La belle Mme Lebigre lui parut superbe, en robe de soie, les cheveux frisés, prête à s'asseoir dans son comptoir,
où tous les messieurs du quartier venaient lui acheter leurs cigares et leurs paquets de tabac. Elle était devenue distinguée, tout à fait dame. Derrière elle, la salle, repeinte, avait des
pampres frais, sur un fond tendre, le zinc du comptoir luisait; tandis que les fioles de liqueur allumaient dans la glace des feux plus vifs. Elle riait à la claire matinée.

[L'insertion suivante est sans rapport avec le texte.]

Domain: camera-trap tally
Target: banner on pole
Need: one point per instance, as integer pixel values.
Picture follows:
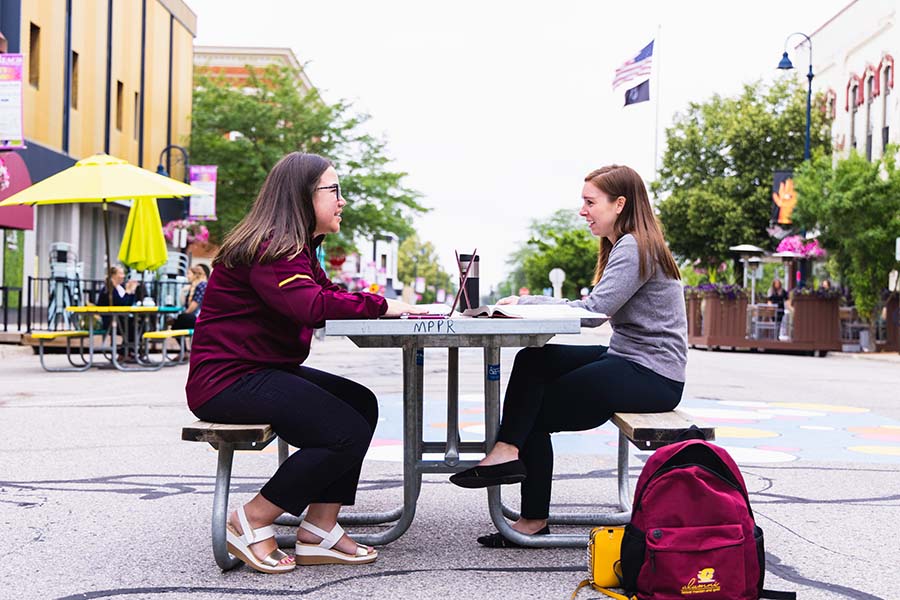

A sa gauche, la belle Lisa, au seuil de la charcuterie, tenait toute la largeur de la porte. Jamais son linge
n'avait eu une telle blancheur; jamais sa chair reposée, sa face rose, ne s'était encadrée dans des bandeaux mieux lissés. Elle montrait un grand calme repu, une tranquillité énorme, que rien ne
troublait, pas même un sourire. C'était l'apaisement absolu, une félicité complète, sans secousse, sans vie, baignant dans l'air chaud. Son corsage tendu digérait encore le bonheur de la veille;
ses mains potelées, perdues dans le tablier, ne se tendaient même pas pour prendre le bonheur de la journée, certaines qu'il viendrait à elles. Et, à côté, l'étalage avait une félicité pareille;
il était guéri, les langues fourrées s'allongeaient plus rouges et plus saines, les jambonneaux reprenaient leurs bonnes figures jaunes, les guirlandes de saucisses n'avaient plus cet air
désespéré qui navrait Quenu. Un gros rire sonnait au fond, dans la cuisine, accompagné d'un tintamarre réjouissant de casseroles. La charcuterie suait de nouveau la santé, une santé grasse. Les
bandes de lard entrevues, les moitiés de cochon pendues contre les marbres, mettaient là des rondeurs de ventre, tout un triomphe du ventre, tandis que Lisa, immobile, avec sa charrue digne,
donnait aux Halles le bonjour matinal, de ses grands yeux de forte mangeuse.
Puis, toutes deux se penchèrent. La belle Mme Lebigre et la belle Mme Quenu échangèrent un salut d'amitié.
Et Claude, qui avait certainement oublié de dîner la veille, pris de colère à les voir si bien portantes, si comme
il faut, avec leurs grosses gorges, serra sa ceinture, en grondant d'une voix fâchée:
"Quels gredins que les honnêtes gens!"
Emile Zola, Le Ventre de Paris, fin, 1873.